Posted in Misc Topic

Self-Pub, Indie-Pub, or Big 5? Part 6

Continuing our discussion of the three potential paths to publishing your novel, today we will talk about the difference between those paths, specifically focusing on contracting with one of the Big 5 publishers. See earlier posts for the similarities. Later posts will focus on contracting with independent presses, and self-publishing.

When you sign a contract with one of the Big 5 publishers:

  • The publisher contracts with you for the right to publish your work for a specific period of time.
  • You may or may not get an advance
  • The publisher assumes all costs of production of the book.
  • The Big 5 typically offers Lower royalty rates.
  • Better distribution than some independent presses.
  • Higher potential for bookstore placement.
  • Slow—can take up to two years to release.
  • They may have sales expectations. Keep in mind that there are many mid-list authors who make a good living by selling an expected number of books, and so you may be expected to meet a sales quota.

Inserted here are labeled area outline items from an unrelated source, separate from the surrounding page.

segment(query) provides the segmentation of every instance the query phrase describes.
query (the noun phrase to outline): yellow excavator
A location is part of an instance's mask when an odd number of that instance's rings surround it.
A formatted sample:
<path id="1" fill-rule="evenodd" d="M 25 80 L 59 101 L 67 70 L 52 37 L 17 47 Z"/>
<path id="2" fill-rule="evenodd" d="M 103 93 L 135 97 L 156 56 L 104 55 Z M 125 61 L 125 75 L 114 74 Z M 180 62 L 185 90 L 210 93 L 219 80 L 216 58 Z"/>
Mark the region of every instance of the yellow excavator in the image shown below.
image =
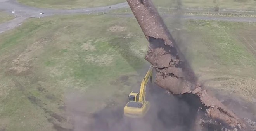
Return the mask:
<path id="1" fill-rule="evenodd" d="M 139 92 L 132 91 L 128 97 L 128 102 L 124 108 L 125 116 L 130 118 L 143 118 L 149 111 L 150 106 L 149 102 L 145 100 L 146 86 L 150 78 L 152 83 L 153 68 L 150 66 L 146 75 L 141 82 Z"/>

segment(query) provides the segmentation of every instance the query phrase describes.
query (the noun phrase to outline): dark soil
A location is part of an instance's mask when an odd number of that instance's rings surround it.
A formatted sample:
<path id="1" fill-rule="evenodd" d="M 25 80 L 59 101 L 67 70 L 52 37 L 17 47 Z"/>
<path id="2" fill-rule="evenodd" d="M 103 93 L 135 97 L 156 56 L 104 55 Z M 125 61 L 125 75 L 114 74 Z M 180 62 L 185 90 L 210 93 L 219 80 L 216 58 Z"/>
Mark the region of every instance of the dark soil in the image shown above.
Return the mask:
<path id="1" fill-rule="evenodd" d="M 152 2 L 127 0 L 127 2 L 149 42 L 145 59 L 156 71 L 156 83 L 174 94 L 190 93 L 197 96 L 206 108 L 206 117 L 214 119 L 215 123 L 221 122 L 219 126 L 251 130 L 246 121 L 209 95 L 198 83 Z"/>

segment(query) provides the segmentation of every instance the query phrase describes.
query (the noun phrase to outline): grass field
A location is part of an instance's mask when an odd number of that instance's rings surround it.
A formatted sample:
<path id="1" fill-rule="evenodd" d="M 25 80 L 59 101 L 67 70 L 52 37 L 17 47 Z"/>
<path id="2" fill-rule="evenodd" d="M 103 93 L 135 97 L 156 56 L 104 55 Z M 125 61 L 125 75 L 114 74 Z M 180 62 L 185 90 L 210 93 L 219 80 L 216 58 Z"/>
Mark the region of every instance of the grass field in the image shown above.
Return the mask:
<path id="1" fill-rule="evenodd" d="M 90 8 L 114 5 L 126 2 L 125 0 L 18 0 L 27 5 L 47 8 L 72 9 Z"/>
<path id="2" fill-rule="evenodd" d="M 241 40 L 256 40 L 248 35 L 255 24 L 189 20 L 177 29 L 165 20 L 206 86 L 251 100 L 256 44 Z M 0 39 L 0 131 L 69 131 L 71 110 L 123 105 L 147 69 L 147 42 L 133 18 L 30 19 Z"/>
<path id="3" fill-rule="evenodd" d="M 256 39 L 253 37 L 256 24 L 202 20 L 174 22 L 185 25 L 168 24 L 174 29 L 173 35 L 202 83 L 221 93 L 252 101 L 256 97 Z"/>
<path id="4" fill-rule="evenodd" d="M 72 101 L 67 96 L 78 95 L 72 92 L 85 96 L 77 103 L 86 103 L 83 115 L 113 99 L 125 103 L 132 88 L 139 86 L 137 70 L 145 63 L 147 43 L 135 20 L 55 17 L 31 19 L 2 34 L 0 129 L 70 128 L 61 117 L 66 116 L 61 106 Z"/>
<path id="5" fill-rule="evenodd" d="M 0 24 L 5 22 L 14 18 L 13 16 L 10 15 L 5 12 L 0 11 Z"/>
<path id="6" fill-rule="evenodd" d="M 253 0 L 152 0 L 156 6 L 176 6 L 181 3 L 183 7 L 201 8 L 215 8 L 218 6 L 221 8 L 231 9 L 244 9 L 248 10 L 252 8 L 251 10 L 256 6 L 256 2 Z M 118 3 L 126 2 L 126 0 L 18 0 L 22 3 L 31 6 L 47 8 L 71 9 L 88 8 L 95 7 L 107 6 Z"/>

This means it is possible that an author could get dropped if sales expectations are not met.

There are advantages to publishing with a major, traditional book publisher.

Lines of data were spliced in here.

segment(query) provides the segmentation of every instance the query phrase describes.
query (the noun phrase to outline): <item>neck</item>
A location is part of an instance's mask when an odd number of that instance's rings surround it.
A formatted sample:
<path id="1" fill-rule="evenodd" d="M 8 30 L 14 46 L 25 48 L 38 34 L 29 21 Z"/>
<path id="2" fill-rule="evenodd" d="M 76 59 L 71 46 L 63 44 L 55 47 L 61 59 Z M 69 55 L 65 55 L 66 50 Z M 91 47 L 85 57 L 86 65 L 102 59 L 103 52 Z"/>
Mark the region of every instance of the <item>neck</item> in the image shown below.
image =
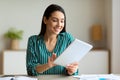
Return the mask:
<path id="1" fill-rule="evenodd" d="M 57 40 L 57 35 L 45 34 L 44 35 L 44 40 L 45 40 L 45 42 L 54 42 L 54 41 Z"/>

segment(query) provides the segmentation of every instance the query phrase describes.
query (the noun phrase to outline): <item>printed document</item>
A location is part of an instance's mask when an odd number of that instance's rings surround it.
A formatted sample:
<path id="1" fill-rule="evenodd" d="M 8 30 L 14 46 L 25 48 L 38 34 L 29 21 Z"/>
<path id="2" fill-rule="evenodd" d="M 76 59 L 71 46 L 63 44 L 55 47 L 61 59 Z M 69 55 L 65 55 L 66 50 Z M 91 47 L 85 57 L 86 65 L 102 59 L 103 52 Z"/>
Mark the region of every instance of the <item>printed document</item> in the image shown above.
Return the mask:
<path id="1" fill-rule="evenodd" d="M 79 62 L 91 49 L 92 45 L 75 39 L 54 61 L 57 65 L 67 66 L 73 62 Z"/>

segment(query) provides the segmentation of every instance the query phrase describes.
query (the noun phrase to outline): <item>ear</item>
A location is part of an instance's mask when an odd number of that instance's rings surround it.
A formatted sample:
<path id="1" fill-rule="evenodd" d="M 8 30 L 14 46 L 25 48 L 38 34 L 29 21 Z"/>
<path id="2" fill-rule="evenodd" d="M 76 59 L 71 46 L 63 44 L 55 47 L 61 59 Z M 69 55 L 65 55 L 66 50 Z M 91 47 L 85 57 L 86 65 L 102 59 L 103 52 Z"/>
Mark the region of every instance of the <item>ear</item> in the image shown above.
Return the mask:
<path id="1" fill-rule="evenodd" d="M 43 17 L 43 21 L 44 21 L 45 24 L 47 23 L 46 17 Z"/>

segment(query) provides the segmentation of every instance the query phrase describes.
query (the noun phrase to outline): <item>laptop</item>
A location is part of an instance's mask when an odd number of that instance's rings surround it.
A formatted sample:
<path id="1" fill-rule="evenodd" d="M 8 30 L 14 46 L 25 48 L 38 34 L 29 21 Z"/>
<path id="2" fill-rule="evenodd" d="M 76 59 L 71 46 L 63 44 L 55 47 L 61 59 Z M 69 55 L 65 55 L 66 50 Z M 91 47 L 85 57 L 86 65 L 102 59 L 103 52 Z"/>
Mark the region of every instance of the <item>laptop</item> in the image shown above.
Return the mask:
<path id="1" fill-rule="evenodd" d="M 67 66 L 73 62 L 79 62 L 92 48 L 92 45 L 75 39 L 63 53 L 55 59 L 54 63 Z"/>

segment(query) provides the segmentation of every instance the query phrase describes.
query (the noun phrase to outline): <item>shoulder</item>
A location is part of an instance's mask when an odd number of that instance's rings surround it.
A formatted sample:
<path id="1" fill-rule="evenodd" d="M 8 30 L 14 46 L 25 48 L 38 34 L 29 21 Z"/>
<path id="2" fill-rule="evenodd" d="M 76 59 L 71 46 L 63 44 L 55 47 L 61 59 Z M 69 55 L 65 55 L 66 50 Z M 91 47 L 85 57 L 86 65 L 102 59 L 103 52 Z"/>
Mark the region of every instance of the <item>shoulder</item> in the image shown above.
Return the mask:
<path id="1" fill-rule="evenodd" d="M 37 37 L 38 37 L 37 35 L 32 35 L 28 39 L 29 40 L 37 40 Z"/>

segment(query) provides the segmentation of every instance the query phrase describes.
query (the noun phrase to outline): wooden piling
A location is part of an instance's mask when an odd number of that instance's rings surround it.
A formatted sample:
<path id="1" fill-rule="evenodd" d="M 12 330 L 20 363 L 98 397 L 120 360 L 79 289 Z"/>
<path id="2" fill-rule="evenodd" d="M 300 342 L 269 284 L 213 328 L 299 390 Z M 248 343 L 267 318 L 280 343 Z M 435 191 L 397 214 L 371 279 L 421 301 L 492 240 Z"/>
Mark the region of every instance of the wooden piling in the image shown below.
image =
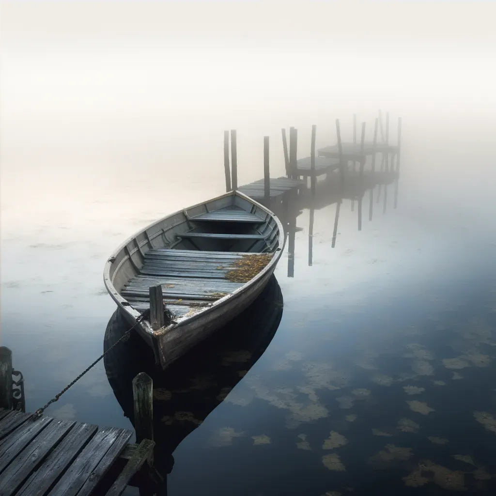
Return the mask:
<path id="1" fill-rule="evenodd" d="M 238 150 L 236 145 L 236 130 L 231 130 L 231 189 L 238 189 Z"/>
<path id="2" fill-rule="evenodd" d="M 298 130 L 294 127 L 289 129 L 289 164 L 291 178 L 297 179 L 296 155 L 298 149 Z"/>
<path id="3" fill-rule="evenodd" d="M 144 372 L 132 379 L 136 442 L 144 439 L 153 440 L 153 381 Z"/>
<path id="4" fill-rule="evenodd" d="M 373 141 L 372 142 L 372 147 L 373 151 L 372 153 L 372 176 L 373 177 L 375 173 L 375 148 L 377 146 L 377 131 L 378 124 L 378 119 L 375 119 L 375 124 L 373 128 Z M 373 204 L 373 186 L 371 188 L 370 191 L 370 202 L 369 204 L 369 220 L 372 220 L 372 210 Z"/>
<path id="5" fill-rule="evenodd" d="M 288 154 L 288 141 L 286 139 L 286 129 L 283 127 L 282 132 L 282 147 L 284 151 L 284 165 L 286 167 L 286 176 L 287 178 L 291 177 L 291 171 L 289 166 L 289 155 Z"/>
<path id="6" fill-rule="evenodd" d="M 400 179 L 400 148 L 401 146 L 401 118 L 398 119 L 398 151 L 396 152 L 396 177 L 394 184 L 394 208 L 398 206 L 398 186 Z"/>
<path id="7" fill-rule="evenodd" d="M 315 193 L 315 183 L 316 177 L 315 174 L 315 139 L 317 134 L 317 126 L 314 124 L 311 126 L 311 144 L 310 150 L 310 188 L 312 194 Z M 305 184 L 306 187 L 307 184 Z"/>
<path id="8" fill-rule="evenodd" d="M 338 138 L 338 151 L 339 153 L 339 170 L 341 172 L 341 182 L 344 182 L 344 164 L 343 163 L 343 146 L 341 140 L 341 129 L 339 120 L 336 120 L 336 134 Z"/>
<path id="9" fill-rule="evenodd" d="M 0 346 L 0 408 L 11 410 L 12 352 L 6 346 Z"/>
<path id="10" fill-rule="evenodd" d="M 231 168 L 229 164 L 229 131 L 224 131 L 224 170 L 226 176 L 226 191 L 231 191 Z"/>
<path id="11" fill-rule="evenodd" d="M 270 172 L 269 169 L 269 137 L 263 137 L 263 192 L 265 206 L 270 203 Z"/>
<path id="12" fill-rule="evenodd" d="M 162 286 L 151 286 L 150 293 L 150 323 L 152 329 L 156 331 L 165 325 L 164 315 L 164 298 L 162 292 Z"/>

  • You’ll get multiple rounds —and different types —of book editing
  • You’ll get expert packaging and production
  • You probably will get a baseline amount of book marketing and book publicity
  • Your book has a better chance of getting bookstore shelf space
  • You will have a better chance of being reviewed.

But how do you submit your book to the Big 5 so you can get a contract?

Here is an example submission text at Hachette (website)

Publishers in the Hachette Book Group are not able to consider unsolicited manuscript submissions and unsolicited queries. Many major publishers have a similar policy. Unsolicited manuscripts, submissions, and queries will not be answered and the publisher will have the right to destroy any unsolicited material or mail without returning to the sender.

If you are interested in having a manuscript considered for publication, we recommend that you first enlist the services of an established literary agent.

What all this means is that you must have an agent. This means that you must submit to, and contract with an agent before you contract with one of the Big 5.

What makes a good agent?

  • Good communicators who are well-informed and organized
  • Assertive but not aggressive and advocate for the author, or the publisher
  • Maintain professional relationships with editors and publishers to get their projects read (by only shopping high-quality projects that are polished)
  • Are good negotiators who get higher royalties and advances

Realize that there are bad agents, just like there are bad independent publishers. Do your research and make sure the agent offering to represent you is who you want to represent you. You will ideally have a very long relationship with them over the entirety of your publishing career, so think about that before you sign.